Keywords: Data Analysis, DSC & DCE Perfusion

Using DCE modeling to quantify prostate transcytolemmal water exchange effect faces the challenges of often insufficient interstitial contrast agent concentration as well as suboptimal temporal resolution. Using ultra-high temporal resolution prostate DCE data, the goal of this work is to investigate the impact of DCE-MRI temporal alignment between the arterial input function (AIF) and the tissue time-courses on water exchange quantification. Results here show that when perfect alignment is not achievable in practice, an earlier AIF bolus arrival bias will generally reduce the capability for water-exchange quantification using DCE-MRI.

Introduction

Trans-cytolemmal water exchange effect in the prostate has been investigated using dynamic contrast-enhanced (DCE) MRI1,2 with limited success. Besides the often insufficient contrast agent (CA) concentration in the interstitium due to practical and safety considerations, suboptimal temporal resolution also limits DCE pharmacokinetic modeling in quantifying the water exchange effect. Using ultra-high temporal resolution prostate DCE data, the goal of this work is to investigate the impact of DCE-MRI temporal alignment between the arterial input function (AIF) and the tissue time-courses on this issue. Our results show that when perfect alignment is hard to achieve practically, an earlier AIF bolus arrival bias will generally reduce the ability for water-exchange quantification.

Methods

Seven subjects underwent 3T (Siemens) prostate multi‑parametric MRI (mpMRI) with an endorectal RF coil after informed consent. The DCE data were acquired using a 3D TurboFLASH pulse sequence with a 192*144*20 matrix size and a 270 mm * 203 mm * 60 mm FOV, resulting in (1.4 mm)2 in-plane resolution and 3 mm slice thickness. Other parameters were: TR/TE/FA: 2.28 ms/0.89 ms/8º, image frame sampling interval: 1.55 s. A 0.1 mmol/kg CA (Prohance; Bracco) bolus was administered starting ~30 s after commencing the DCE-MRI sequence. The total acquisition time was ~3.6 minutes for a total of 140 imaging volumes.
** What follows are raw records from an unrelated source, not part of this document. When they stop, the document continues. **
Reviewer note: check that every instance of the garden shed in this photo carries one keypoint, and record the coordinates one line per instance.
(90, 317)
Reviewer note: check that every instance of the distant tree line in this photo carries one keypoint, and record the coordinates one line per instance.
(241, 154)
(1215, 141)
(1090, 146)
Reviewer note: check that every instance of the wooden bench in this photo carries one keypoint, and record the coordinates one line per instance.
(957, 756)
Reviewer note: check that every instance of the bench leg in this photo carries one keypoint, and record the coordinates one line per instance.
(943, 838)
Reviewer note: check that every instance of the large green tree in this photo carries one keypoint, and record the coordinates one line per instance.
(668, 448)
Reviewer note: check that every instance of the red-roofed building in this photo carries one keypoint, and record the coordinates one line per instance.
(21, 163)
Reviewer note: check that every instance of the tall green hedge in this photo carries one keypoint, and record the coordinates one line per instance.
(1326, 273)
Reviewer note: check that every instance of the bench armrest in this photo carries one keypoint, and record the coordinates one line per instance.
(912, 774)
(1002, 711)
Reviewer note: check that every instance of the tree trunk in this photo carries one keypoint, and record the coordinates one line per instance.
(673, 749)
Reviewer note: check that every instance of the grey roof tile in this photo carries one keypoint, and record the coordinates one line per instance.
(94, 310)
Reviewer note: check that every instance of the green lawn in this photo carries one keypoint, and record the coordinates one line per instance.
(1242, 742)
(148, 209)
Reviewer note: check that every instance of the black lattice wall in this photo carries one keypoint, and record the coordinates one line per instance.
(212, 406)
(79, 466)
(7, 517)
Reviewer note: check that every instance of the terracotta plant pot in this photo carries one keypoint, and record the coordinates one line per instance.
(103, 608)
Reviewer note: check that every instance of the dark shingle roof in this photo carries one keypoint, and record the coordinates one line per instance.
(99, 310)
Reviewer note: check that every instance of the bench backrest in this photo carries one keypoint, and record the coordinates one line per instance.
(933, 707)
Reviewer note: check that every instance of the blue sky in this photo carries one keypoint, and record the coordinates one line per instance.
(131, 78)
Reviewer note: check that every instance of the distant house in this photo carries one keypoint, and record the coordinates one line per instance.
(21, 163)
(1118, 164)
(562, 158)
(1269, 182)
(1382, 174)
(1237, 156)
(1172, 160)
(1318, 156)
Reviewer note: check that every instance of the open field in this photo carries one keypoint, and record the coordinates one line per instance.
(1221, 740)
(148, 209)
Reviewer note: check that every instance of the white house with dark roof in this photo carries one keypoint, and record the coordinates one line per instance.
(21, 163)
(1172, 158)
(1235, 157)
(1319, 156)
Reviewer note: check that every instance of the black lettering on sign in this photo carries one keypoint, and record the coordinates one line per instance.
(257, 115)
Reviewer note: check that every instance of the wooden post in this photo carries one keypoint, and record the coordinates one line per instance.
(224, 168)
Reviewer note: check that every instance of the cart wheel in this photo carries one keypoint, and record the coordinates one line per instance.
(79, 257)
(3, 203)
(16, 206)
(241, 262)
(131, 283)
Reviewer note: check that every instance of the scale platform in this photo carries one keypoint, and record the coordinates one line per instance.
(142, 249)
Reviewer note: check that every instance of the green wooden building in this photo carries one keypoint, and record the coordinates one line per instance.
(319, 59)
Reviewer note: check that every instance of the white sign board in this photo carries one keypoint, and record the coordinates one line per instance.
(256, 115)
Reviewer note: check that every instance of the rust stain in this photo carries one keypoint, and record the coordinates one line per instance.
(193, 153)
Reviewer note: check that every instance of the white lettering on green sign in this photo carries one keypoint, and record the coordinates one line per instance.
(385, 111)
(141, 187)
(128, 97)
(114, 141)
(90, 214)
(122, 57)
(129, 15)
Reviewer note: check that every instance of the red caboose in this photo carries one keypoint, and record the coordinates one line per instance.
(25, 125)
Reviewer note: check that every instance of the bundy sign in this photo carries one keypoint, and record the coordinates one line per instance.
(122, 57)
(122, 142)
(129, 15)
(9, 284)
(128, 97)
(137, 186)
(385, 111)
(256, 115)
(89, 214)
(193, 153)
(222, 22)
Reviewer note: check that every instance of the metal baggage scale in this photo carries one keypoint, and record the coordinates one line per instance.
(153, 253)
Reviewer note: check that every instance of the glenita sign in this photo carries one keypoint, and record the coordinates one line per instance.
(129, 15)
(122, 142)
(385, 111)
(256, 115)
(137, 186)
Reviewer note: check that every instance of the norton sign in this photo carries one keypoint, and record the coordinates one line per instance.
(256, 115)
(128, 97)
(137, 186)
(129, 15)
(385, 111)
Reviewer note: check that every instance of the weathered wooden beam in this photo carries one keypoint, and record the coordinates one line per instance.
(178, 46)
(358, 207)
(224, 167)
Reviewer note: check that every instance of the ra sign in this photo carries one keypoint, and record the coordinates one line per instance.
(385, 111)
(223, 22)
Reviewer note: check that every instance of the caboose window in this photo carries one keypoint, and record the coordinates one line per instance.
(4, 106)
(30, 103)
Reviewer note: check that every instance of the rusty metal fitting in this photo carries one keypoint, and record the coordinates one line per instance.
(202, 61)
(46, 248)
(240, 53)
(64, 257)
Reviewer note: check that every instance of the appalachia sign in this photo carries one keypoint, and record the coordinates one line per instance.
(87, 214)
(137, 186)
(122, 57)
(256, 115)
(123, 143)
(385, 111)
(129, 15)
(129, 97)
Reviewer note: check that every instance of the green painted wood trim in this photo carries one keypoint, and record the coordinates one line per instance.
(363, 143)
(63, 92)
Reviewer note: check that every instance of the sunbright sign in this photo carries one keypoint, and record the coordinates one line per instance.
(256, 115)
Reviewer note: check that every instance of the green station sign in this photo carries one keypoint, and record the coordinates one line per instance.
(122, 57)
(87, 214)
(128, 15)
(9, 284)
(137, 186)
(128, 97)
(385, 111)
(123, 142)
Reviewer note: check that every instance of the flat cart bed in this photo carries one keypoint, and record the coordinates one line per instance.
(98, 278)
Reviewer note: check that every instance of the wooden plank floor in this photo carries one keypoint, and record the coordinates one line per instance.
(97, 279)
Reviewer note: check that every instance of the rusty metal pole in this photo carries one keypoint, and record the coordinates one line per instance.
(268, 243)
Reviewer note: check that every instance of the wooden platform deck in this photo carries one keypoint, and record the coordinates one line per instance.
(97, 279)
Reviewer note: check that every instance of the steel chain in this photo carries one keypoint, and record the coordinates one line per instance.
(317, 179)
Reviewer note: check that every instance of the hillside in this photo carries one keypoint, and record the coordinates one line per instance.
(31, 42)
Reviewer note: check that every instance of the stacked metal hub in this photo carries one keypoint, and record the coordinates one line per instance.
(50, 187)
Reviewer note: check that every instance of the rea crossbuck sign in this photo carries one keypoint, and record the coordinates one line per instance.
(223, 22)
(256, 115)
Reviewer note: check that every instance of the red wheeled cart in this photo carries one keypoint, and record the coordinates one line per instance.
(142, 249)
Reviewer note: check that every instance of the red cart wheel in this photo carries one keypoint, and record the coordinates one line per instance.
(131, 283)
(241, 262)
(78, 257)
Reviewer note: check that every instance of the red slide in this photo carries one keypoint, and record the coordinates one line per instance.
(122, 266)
Five mpMRI visible lesions from five subjects were confirmed by clinical biopsies. Regions-of-interests (ROIs) were drawn on post-CA DCE images directly. Each individual AIF time-course was obtained from a small ROI completely within the femoral artery. The amplitude of the AIF was then scaled using the obturator muscle as reference tissue.1 Voxel-by-voxel pharmacokinetic modeling of the DCE data employed the Shutter-Speed Model (SSM).3 The unidirectional cellular water efflux rate constant kio was quantified in addition to the CA transfer constant, Ktrans, and the extravascular, extracellular volume fraction, ve.

Results

Figure 1a shows a representative post-CA DCE image. The location of the lesion ROI enclosing the entire enhancing area is indicated with a red arrow. The location of the contralateral normal-appearing (NA) ROI is indicated with the green arrow. Panels b and c show representative voxel DCE time-course data (filled symbols) with fitting curves for the lesion and NA, respectively. The SSM fitted parameter values for the lesion voxel are: Ktrans = 0.71 (min-1); ve = 0.27; kio =3.7 (s-1). Those for the NA voxel are: Ktrans = 0.065 (min-1); ve = 0.26; kio =2.3 (s-1). Temporal shifts of the individually determined AIFs were then performed manually to create artificial temporal mis-alignment between the AIF and the tissue time-courses. Figure 2 shows three fittings of the same two voxel data as those in Fig.1, but with an AIF earlier (blue) by two time-frames (3.1s) and later (black) by two time-frames, respectively, besides the best temporal-matched one (red). For clarity, only every 4th data point is plotted here. As expected, the blue curve rate-of-change is generally less than the black one, especially during the CA uptake period. Using kio = 50 (s-1) cutoff, which is generally too large for reliable kio quantification using in vivo DCE MRI, the fraction of voxels with kio > 50 (s-1) for each ROI was calculated. Figure 3 summarizes the lesion and NA group fraction means with error bars for standard deviation. As the AIF temporally shifted from leading, to matching, to lagging the tissue time-courses, a clear trend of decreased kio > 50 (s-1) fraction is observed.

Discussion

In this work, the effect of temporal alignment of AIF and tissue DCE time-course on kio quantification is investigated. A two-frame temporal shift of 3.1 s is approximately one half of the temporal resolution of ≥ 6.0 s routinely used in clinical prostate DCE-MRI. This shift therefore approximates a potential intrinsic uncertainty in CA bolus arrival time determination associated with a clinical DCE-MRI protocol. Our results indicate that when an AIF leading the tissue curve bias occurs, the model-fitted curve accelerates more slowly than with a lagging bias during CA uptake. That is, pharmacokinetic modeling with an AIF leading the tissue curve will result in a lower CA concentration in the interstitium during the bolus passage. The water exchange system is more likely to stay in the fast-exchange-limit condition (larger apparent kio). In other words, when perfect alignment is impossible, an AIF temporal bias to the right (or lagging) will favor the exchange sensitivity and thus the precision in quantifying kio. With fast DCE sequences like the golden-angle radial sparse parallel MRI4 available for clinical use, prostate DCE-MRI with a temporal resolution under 2.0 s is becoming increasingly practical. This will greatly reduce the mismatch uncertainties in AIF and tissue temporal signatures and improve water exchange quantification.

Acknowledgements

Grant Support:

Brenden-Colson Center for Pancreatic Care.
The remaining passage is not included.